Probably because the magical lava isn't magical enough. There's nothing that says "This lava should physically react differently than other lava".

All that said, this one didn't ever raise a red flag with me--I had no idea that you aren't supposed to be able to sink into lava as you burn to death. And that's why it's in the story, too--the writers and director didn't think about it in that way either. No one put the movies together thinking "This lava is magic, so Gollum should sink into it."


----------



## Rob Helmerichs (Oct 17, 2000)

And I think again you're missing the point.

The lava raised a red flag with somebody (who complained about it in the post that Scalzi referred to). But given all the other physical impossibilities in LotR, Scalzi asks why is THAT the one that makes the guy complain?

Which is an interesting question. LotR is FILLED with physical impossibilities, yet this reader got thrown out of the story by one that would not make you, me, nor Scalzi blink. And I'm sure you, I, and Scalzi have all been thrown out of stories by elements that would not make other people blink, despite the presence of other equally "wrong" elements. And THAT'S what the FLying Snowman is all about.


----------



## Ereth (Jun 16, 2000)

If I'm understanding the point correctly, each of us will have our own Flying Snowman moments and they may not be ones we can even explain to each other very well.

Technical people have that all the time. For me, I can't watch "The Hunt for Red October" because I know how to track that submarine and could do it in my sleep. For someone who doesn't know anything about anti-submarine warfare, they won't have that Flying Snowman and can enjoy the movie.

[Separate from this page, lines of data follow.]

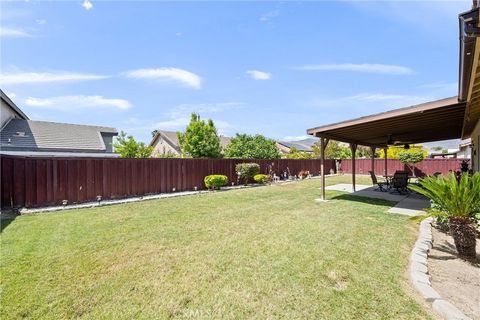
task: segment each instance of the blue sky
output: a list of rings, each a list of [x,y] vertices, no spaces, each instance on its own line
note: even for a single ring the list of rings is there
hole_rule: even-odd
[[[32,119],[148,142],[306,129],[454,96],[470,1],[1,2],[1,87]]]

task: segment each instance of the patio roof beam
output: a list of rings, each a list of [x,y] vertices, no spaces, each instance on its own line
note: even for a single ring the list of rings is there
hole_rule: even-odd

How many movies do we complain about that get computers wrong? "Over-ride security protocol". "OK. Access Granted". Hollywood OS throws many geeks out of movies, but average moviegoers won't care.

I vaguely remember a bit on a movie about special forces where the advisor told the director that what he was showing was wrong and the director said "How many people would know that?" and since the answer was "several hundred" he left it in. It wasn't enough people to bother him.


----------



## Rob Helmerichs (Oct 17, 2000)

Ereth said:


> If I'm understanding the point correctly, each of us will have our own Flying Snowman moments and they may not be ones we can even explain to each other very well.


And you go on to explain some, but I think your point here is key...sometimes, we can't accept the Flying Snowman just because. But we know there must be a logical reason, because we're logical people, so we come up with an explanation for why it's OK for a snowman to drink hot liquids but not to fly...and end up sounding kind of silly in the process.

That's exactly the kind of discussion that goes on here all the time, which I thought of when I read Scalzi's article. We all do it, but I don't think most of the time we realize we're doing it.


----------



## DancnDude (Feb 7, 2001)

This is a perfect description for a lot of TV shows. I basically gave up on Glee because while I could accept the premise that the characters will break out into song all the time (that's the whole point of the show) but some of the things the characters do or say was just too far off from how a real person would act. Too many Flying Snowmen for me.


----------



## sieglinde (Aug 11, 2002)

I try not to let that stuff bother me. I could not watch Black Sheep, the show about WW II pilots in the Pacific Theater because the costuming was so bad. No one wore cutoffs. No one wore Farrah Faucet hairdoes. All of us have our pet peeves and since I love WW II movies that was one of mine. Not sinking in lava, I could have though a little bit and said yes, molten hot lava can carry a lot of weight but seeing a person sink in it would not bother me unless the movie was actually about lava and volcanoes not about a lot of other stuff as LOTR was. Most computer stuff is wrong on TV. People get the internet with a startling rapidity on their iPads and smart phones.


----------



## Ereth (Jun 16, 2000)

I watched Tintin yesterday and I can't tell you exactly where it happened but somewhere along the way the thought "this is ridiculous" crossed my mind and from that point on it just got more ridiculous. Once you've seen the Flying Snowman you can't go back.


----------



## Tivortex (Feb 29, 2004)

They can TOO fly!!


----------